In de beslissing heeft de Hoge Raad het beroep van GIB verworpen en GIB veroordeeld in de kosten van het geding in cassatie, die aan de zijde van BNNVARA zijn begroot op € 873,-- aan verschotten en € 2.200,-- voor salaris, vermeerderd met wettelijke rente indien GIB deze kosten niet binnen veertien dagen na de uitspraak heeft voldaan.

Uitspraak

HOGE RAAD DER NEDERLANDEN
CIVIELE KAMER
Nummer24/03279
Datum10 oktober 2025
ARREST
In de zaak van
GRANIET IMPORT BENELUX B.V.,
gevestigd te Amsterdam,
EISERES tot cassatie,
hierna: GIB,
advocaat: A.M. van Aerde,
tegen
OMROEPVERENIGING BNNVARA,
gevestigd te Hilversum,
VERWEERSTER in cassatie,
hierna: BNNVARA,
advocaat: P.A. Fruytier.

1.Procesverloop

Voor het verloop van het geding in feitelijke instanties verwijst de Hoge Raad naar:
a. de vonnissen in de zaak C/09/618155 / HA ZA 21-843 van de rechtbank Den Haag van 2 maart 2022 en 31 augustus 2022;
b. het arrest in de zaak 200.321.231/01 van het gerechtshof Den Haag van 28 mei 2024.
GIB heeft tegen het arrest van het hof beroep in cassatie ingesteld.
BNNVARA heeft een verweerschrift tot verwerping ingediend.
De zaak is voor partijen mondeling en schriftelijk toegelicht door hun advocaten, en voor BNNVARA mede door E.W.T. Kerckhoffs en J.P. van den Brink.
De conclusie van de Advocaat-Generaal T. Hartlief strekt tot verwerping van het cassatieberoep.
De advocaat van GIB heeft schriftelijk op die conclusie gereageerd.

2.Beoordeling van het middel

De Hoge Raad heeft de klachten over het arrest van het hof beoordeeld.
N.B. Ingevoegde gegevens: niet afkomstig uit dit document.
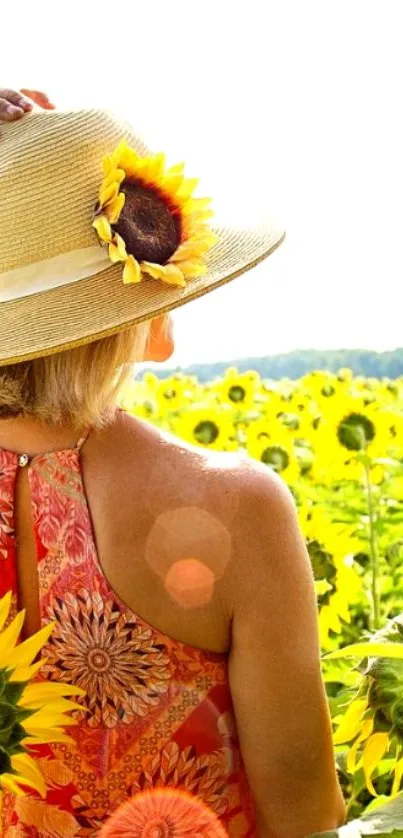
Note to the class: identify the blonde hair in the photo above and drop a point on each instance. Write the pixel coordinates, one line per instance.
(76, 387)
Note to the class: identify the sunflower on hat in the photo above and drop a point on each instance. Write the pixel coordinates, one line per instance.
(149, 219)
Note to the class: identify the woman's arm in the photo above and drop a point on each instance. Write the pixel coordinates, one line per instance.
(14, 104)
(275, 672)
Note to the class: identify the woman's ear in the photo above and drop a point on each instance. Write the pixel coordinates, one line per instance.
(160, 344)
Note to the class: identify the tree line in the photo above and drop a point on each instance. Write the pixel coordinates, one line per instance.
(295, 364)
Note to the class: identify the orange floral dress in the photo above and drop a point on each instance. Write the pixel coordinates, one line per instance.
(157, 712)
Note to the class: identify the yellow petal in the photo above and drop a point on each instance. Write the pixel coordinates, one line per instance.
(8, 781)
(108, 164)
(114, 254)
(26, 652)
(108, 193)
(114, 208)
(350, 724)
(103, 228)
(153, 269)
(176, 170)
(186, 189)
(25, 673)
(352, 757)
(9, 636)
(398, 777)
(5, 605)
(120, 245)
(26, 767)
(131, 271)
(48, 719)
(373, 752)
(156, 166)
(42, 735)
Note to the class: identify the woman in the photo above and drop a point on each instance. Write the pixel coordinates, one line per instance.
(178, 580)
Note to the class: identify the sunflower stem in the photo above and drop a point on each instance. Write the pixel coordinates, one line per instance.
(373, 547)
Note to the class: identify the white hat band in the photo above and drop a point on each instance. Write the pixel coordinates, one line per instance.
(52, 273)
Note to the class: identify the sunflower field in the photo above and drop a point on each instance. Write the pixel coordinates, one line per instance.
(337, 441)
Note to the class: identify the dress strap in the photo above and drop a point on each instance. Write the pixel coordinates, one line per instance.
(83, 438)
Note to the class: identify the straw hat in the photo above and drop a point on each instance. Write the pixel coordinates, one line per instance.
(58, 286)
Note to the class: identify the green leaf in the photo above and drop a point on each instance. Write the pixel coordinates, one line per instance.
(385, 821)
(366, 650)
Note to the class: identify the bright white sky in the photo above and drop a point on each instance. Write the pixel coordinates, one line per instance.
(292, 106)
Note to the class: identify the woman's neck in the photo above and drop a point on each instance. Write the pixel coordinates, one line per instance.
(28, 436)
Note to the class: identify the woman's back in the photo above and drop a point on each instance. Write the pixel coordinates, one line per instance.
(179, 583)
(158, 710)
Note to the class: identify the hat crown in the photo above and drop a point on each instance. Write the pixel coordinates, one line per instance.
(50, 173)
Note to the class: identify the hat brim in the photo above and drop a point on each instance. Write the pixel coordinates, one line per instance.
(98, 306)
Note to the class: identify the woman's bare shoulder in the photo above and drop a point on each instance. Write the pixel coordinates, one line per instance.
(152, 463)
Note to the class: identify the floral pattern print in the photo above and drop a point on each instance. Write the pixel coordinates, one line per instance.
(157, 712)
(109, 655)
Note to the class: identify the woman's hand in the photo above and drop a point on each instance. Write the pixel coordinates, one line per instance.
(14, 104)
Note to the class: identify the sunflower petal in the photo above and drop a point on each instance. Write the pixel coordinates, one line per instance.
(121, 247)
(186, 189)
(170, 274)
(26, 767)
(108, 193)
(352, 757)
(373, 752)
(5, 605)
(103, 228)
(114, 208)
(398, 777)
(156, 166)
(42, 736)
(9, 636)
(25, 673)
(115, 255)
(131, 271)
(176, 170)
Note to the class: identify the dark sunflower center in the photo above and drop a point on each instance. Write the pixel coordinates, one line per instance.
(146, 224)
(206, 432)
(290, 420)
(328, 390)
(275, 457)
(355, 432)
(236, 393)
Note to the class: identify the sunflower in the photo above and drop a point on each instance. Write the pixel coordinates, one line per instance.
(30, 713)
(331, 547)
(270, 443)
(207, 425)
(237, 389)
(372, 725)
(148, 218)
(168, 813)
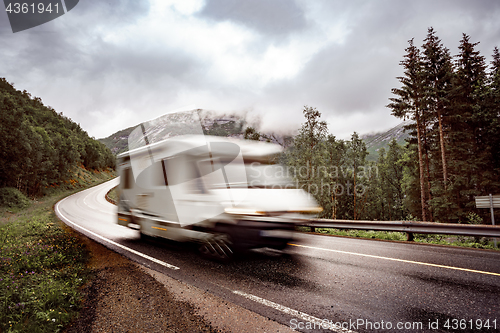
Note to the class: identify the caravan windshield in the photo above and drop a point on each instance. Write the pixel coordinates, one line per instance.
(268, 176)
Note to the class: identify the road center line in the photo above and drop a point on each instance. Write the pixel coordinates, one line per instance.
(145, 256)
(400, 260)
(319, 323)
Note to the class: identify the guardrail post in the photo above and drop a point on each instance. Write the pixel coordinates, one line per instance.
(492, 216)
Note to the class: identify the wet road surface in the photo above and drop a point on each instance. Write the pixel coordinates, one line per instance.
(321, 283)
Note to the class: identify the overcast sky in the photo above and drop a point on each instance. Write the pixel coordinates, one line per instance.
(112, 64)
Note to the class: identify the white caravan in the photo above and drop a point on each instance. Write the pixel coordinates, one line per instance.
(228, 195)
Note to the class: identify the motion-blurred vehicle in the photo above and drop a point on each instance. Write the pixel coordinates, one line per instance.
(228, 195)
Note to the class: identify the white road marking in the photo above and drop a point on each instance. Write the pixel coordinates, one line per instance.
(400, 260)
(145, 256)
(319, 323)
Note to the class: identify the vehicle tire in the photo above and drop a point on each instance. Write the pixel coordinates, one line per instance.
(218, 247)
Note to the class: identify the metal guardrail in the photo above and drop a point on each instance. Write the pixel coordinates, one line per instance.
(410, 227)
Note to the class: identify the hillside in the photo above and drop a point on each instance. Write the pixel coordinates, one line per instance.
(375, 141)
(169, 125)
(40, 147)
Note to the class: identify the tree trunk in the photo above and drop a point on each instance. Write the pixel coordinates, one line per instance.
(421, 166)
(443, 153)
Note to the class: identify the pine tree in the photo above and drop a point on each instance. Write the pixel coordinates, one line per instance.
(466, 136)
(439, 73)
(410, 102)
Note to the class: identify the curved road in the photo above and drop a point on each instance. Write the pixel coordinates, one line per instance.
(321, 283)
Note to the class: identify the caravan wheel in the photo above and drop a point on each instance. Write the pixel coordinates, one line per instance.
(218, 247)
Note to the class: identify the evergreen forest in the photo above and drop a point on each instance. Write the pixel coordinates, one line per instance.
(40, 147)
(452, 153)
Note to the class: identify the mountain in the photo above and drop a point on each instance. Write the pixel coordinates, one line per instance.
(375, 141)
(188, 122)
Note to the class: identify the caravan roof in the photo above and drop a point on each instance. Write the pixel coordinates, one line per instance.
(251, 150)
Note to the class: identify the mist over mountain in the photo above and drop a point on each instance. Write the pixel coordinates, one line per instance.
(375, 141)
(173, 124)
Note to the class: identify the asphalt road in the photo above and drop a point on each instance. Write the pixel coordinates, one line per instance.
(321, 283)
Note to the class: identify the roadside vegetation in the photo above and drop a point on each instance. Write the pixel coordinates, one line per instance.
(42, 262)
(462, 241)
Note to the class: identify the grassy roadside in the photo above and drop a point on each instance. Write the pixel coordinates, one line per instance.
(462, 241)
(42, 263)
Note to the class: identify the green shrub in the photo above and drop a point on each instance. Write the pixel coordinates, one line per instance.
(13, 198)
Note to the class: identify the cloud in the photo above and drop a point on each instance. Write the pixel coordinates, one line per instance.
(276, 18)
(110, 65)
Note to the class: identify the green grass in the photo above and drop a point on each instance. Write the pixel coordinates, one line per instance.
(42, 267)
(463, 241)
(111, 195)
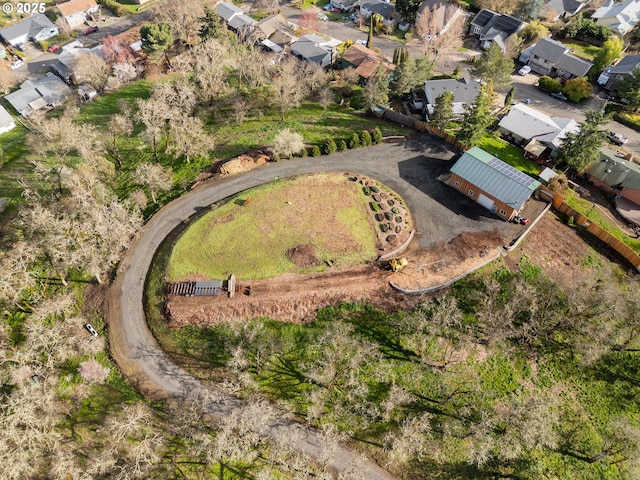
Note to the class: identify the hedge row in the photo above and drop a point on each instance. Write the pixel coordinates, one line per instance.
(362, 139)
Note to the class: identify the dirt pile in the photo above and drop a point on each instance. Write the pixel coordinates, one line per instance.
(244, 163)
(303, 256)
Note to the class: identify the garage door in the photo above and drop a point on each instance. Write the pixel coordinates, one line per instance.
(486, 202)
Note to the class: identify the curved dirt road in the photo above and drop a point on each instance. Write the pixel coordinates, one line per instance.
(408, 167)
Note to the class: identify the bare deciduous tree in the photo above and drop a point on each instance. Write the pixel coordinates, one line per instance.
(287, 142)
(155, 178)
(92, 70)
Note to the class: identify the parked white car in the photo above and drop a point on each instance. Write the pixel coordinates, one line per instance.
(524, 70)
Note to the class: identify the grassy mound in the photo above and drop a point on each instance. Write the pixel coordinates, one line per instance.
(254, 233)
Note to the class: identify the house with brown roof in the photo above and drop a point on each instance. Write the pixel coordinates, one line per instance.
(365, 61)
(77, 12)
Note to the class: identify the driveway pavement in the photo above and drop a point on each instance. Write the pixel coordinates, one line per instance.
(411, 168)
(540, 100)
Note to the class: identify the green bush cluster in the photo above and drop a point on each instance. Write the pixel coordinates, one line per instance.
(376, 136)
(365, 138)
(354, 141)
(330, 147)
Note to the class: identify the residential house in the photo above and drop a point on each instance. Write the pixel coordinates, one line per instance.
(345, 5)
(365, 61)
(68, 59)
(491, 27)
(524, 124)
(274, 30)
(614, 74)
(34, 95)
(620, 17)
(315, 49)
(386, 9)
(464, 92)
(235, 18)
(492, 183)
(620, 176)
(6, 121)
(557, 9)
(553, 58)
(77, 12)
(36, 28)
(442, 16)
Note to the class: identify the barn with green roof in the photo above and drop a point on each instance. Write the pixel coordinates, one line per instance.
(492, 183)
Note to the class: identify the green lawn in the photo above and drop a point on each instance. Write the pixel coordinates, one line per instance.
(583, 49)
(251, 233)
(14, 165)
(508, 153)
(594, 214)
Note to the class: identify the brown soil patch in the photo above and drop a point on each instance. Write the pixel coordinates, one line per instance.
(303, 256)
(244, 163)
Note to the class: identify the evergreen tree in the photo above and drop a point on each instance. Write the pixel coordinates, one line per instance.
(580, 150)
(477, 117)
(211, 25)
(404, 78)
(509, 96)
(408, 8)
(629, 88)
(423, 70)
(156, 38)
(443, 110)
(494, 67)
(611, 49)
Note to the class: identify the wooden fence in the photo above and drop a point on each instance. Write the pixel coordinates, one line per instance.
(411, 122)
(556, 199)
(583, 221)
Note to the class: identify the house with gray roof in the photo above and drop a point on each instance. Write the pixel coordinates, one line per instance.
(382, 7)
(492, 183)
(524, 124)
(620, 17)
(36, 28)
(315, 49)
(614, 74)
(619, 175)
(275, 28)
(491, 27)
(6, 121)
(36, 94)
(464, 92)
(557, 9)
(553, 58)
(235, 18)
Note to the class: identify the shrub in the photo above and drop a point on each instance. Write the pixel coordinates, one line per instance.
(330, 147)
(376, 136)
(114, 7)
(550, 85)
(354, 141)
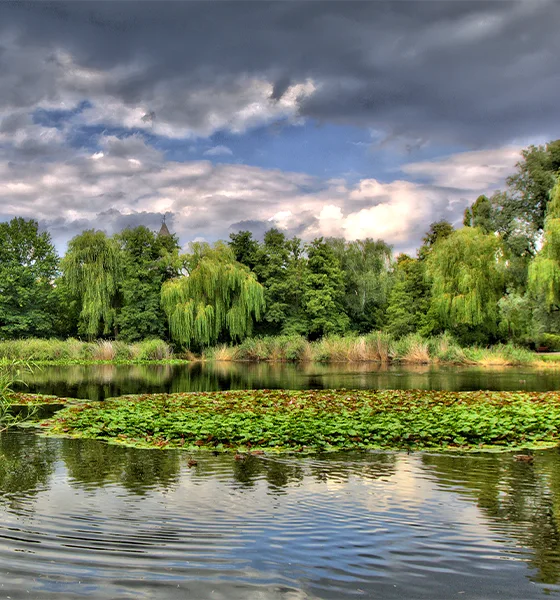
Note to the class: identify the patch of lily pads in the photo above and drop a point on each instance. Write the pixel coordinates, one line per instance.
(311, 420)
(24, 399)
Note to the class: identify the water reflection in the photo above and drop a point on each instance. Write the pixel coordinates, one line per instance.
(520, 499)
(81, 519)
(97, 382)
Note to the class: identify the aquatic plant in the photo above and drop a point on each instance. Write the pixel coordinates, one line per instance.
(318, 420)
(9, 376)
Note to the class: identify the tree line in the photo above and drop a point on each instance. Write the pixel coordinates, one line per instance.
(495, 279)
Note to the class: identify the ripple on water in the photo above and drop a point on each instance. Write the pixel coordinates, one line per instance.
(377, 525)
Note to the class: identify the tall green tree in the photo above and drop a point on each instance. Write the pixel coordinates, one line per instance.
(480, 215)
(466, 271)
(323, 297)
(92, 270)
(245, 248)
(438, 231)
(146, 262)
(28, 267)
(409, 300)
(544, 270)
(366, 265)
(532, 182)
(218, 299)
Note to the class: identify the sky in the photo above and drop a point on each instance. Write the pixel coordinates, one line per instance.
(352, 119)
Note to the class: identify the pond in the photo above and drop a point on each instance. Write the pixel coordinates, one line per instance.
(82, 519)
(96, 382)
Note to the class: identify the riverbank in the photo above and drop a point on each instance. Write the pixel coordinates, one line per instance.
(377, 347)
(280, 420)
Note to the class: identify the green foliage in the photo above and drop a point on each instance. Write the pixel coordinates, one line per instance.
(467, 276)
(10, 374)
(530, 186)
(146, 262)
(92, 270)
(153, 349)
(245, 249)
(28, 267)
(77, 351)
(219, 297)
(544, 270)
(480, 215)
(323, 297)
(438, 231)
(366, 267)
(318, 420)
(516, 313)
(409, 300)
(551, 341)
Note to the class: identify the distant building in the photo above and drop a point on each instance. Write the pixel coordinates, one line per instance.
(164, 230)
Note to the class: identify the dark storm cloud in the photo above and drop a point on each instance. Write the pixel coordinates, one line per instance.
(479, 73)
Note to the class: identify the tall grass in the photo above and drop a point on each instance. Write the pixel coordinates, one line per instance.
(500, 355)
(76, 350)
(377, 347)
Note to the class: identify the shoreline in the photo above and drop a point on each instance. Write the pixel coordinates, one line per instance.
(317, 420)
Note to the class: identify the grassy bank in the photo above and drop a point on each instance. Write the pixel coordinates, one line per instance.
(74, 351)
(375, 347)
(318, 420)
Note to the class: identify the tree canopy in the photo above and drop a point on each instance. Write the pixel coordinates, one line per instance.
(92, 269)
(28, 267)
(218, 299)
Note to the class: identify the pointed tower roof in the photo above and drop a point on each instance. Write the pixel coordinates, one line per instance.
(163, 229)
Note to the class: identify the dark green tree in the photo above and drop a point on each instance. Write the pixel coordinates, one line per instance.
(92, 270)
(480, 215)
(409, 300)
(438, 231)
(219, 299)
(530, 185)
(146, 262)
(466, 271)
(544, 270)
(245, 248)
(28, 267)
(366, 266)
(323, 297)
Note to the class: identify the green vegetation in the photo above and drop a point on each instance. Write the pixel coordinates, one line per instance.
(76, 351)
(9, 375)
(493, 282)
(218, 295)
(375, 347)
(318, 420)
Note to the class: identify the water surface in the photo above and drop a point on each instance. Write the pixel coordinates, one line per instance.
(96, 382)
(83, 519)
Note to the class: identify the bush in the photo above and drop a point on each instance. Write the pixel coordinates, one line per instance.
(551, 341)
(153, 349)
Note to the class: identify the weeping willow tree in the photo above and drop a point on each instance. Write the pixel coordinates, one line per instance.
(544, 270)
(466, 271)
(91, 270)
(219, 295)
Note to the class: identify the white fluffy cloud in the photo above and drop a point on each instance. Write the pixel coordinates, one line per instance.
(128, 182)
(477, 170)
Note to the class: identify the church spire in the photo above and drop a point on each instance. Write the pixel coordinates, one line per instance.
(164, 230)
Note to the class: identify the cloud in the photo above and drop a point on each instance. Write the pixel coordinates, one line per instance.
(477, 170)
(128, 182)
(465, 73)
(218, 151)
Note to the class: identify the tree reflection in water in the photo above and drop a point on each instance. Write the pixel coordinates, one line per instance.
(519, 499)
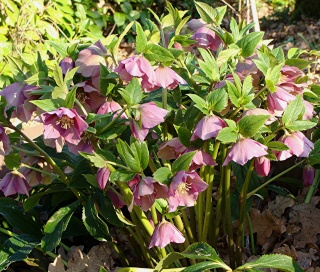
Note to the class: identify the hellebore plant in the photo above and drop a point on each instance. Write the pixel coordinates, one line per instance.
(151, 143)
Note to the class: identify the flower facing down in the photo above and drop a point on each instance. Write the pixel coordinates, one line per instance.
(184, 189)
(298, 143)
(62, 125)
(244, 150)
(14, 182)
(164, 234)
(146, 191)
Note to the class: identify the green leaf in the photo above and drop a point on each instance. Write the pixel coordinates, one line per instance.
(16, 249)
(183, 162)
(250, 125)
(277, 261)
(227, 135)
(56, 225)
(93, 223)
(163, 175)
(249, 43)
(141, 39)
(154, 52)
(217, 100)
(293, 111)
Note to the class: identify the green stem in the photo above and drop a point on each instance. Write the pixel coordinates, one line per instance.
(242, 213)
(274, 178)
(313, 186)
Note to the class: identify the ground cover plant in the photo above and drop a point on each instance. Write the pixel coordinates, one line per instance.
(168, 147)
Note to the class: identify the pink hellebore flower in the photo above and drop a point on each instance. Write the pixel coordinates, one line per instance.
(244, 150)
(151, 115)
(308, 174)
(166, 78)
(262, 166)
(90, 58)
(136, 66)
(184, 189)
(62, 125)
(207, 38)
(171, 149)
(208, 127)
(14, 182)
(103, 177)
(298, 143)
(146, 192)
(164, 234)
(66, 64)
(4, 142)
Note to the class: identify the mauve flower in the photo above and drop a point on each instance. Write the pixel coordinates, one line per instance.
(90, 58)
(244, 150)
(166, 78)
(14, 182)
(146, 191)
(171, 149)
(208, 127)
(5, 142)
(308, 174)
(298, 143)
(262, 166)
(103, 177)
(207, 38)
(151, 115)
(184, 189)
(66, 64)
(136, 66)
(62, 125)
(164, 234)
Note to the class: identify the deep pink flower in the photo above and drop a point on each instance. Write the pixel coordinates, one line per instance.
(164, 234)
(262, 166)
(207, 38)
(298, 143)
(62, 125)
(14, 182)
(66, 64)
(308, 174)
(208, 127)
(103, 177)
(184, 190)
(150, 116)
(171, 149)
(4, 142)
(166, 78)
(244, 150)
(90, 58)
(146, 191)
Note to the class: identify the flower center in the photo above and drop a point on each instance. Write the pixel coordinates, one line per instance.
(65, 122)
(183, 188)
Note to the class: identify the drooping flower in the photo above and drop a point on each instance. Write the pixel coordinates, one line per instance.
(146, 191)
(184, 189)
(62, 125)
(103, 177)
(171, 149)
(164, 234)
(244, 150)
(14, 182)
(150, 116)
(308, 174)
(262, 166)
(208, 127)
(298, 143)
(90, 58)
(207, 38)
(66, 64)
(4, 142)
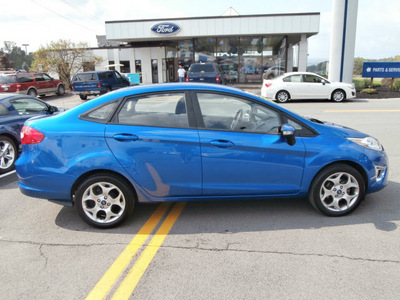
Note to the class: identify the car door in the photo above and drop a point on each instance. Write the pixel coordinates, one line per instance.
(316, 86)
(151, 138)
(242, 151)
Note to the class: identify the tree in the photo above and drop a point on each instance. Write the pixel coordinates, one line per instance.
(16, 57)
(64, 57)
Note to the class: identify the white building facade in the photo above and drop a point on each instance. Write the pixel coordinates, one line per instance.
(244, 46)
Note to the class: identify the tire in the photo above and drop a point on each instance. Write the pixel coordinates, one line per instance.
(8, 154)
(104, 201)
(282, 96)
(60, 90)
(337, 190)
(32, 92)
(338, 95)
De uitkomst hiervan is dat deze klachten niet kunnen leiden tot vernietiging van dat arrest. De Hoge Raad hoeft niet te motiveren waarom hij tot dit oordeel is gekomen. Bij de beoordeling van deze klachten is het namelijk niet nodig om antwoord te geven op vragen die van belang zijn voor de eenheid of de ontwikkeling van het recht (zie artikel 81 lid 1 van de Wet op de rechterlijke organisatie).

3.Beslissing

De Hoge Raad:
- verwerpt het beroep;
- veroordeelt GIB in de kosten van het geding in cassatie, tot op deze uitspraak aan de zijde van BNNVARA begroot op € 873,-- aan verschotten en € 2.200,-- voor salaris, vermeerderd met de wettelijke rente over deze kosten indien GIB deze niet binnen veertien dagen na heden heeft voldaan.
Dit arrest is gewezen door de vicepresident M.J. Kroeze als voorzitter en de raadsheren H.M. Wattendorff, F.J.P. Lock, G.C. Makkink en K. Teuben, en in het openbaar uitgesproken door de raadsheer A.E.B. ter Heide op
10 oktober 2025.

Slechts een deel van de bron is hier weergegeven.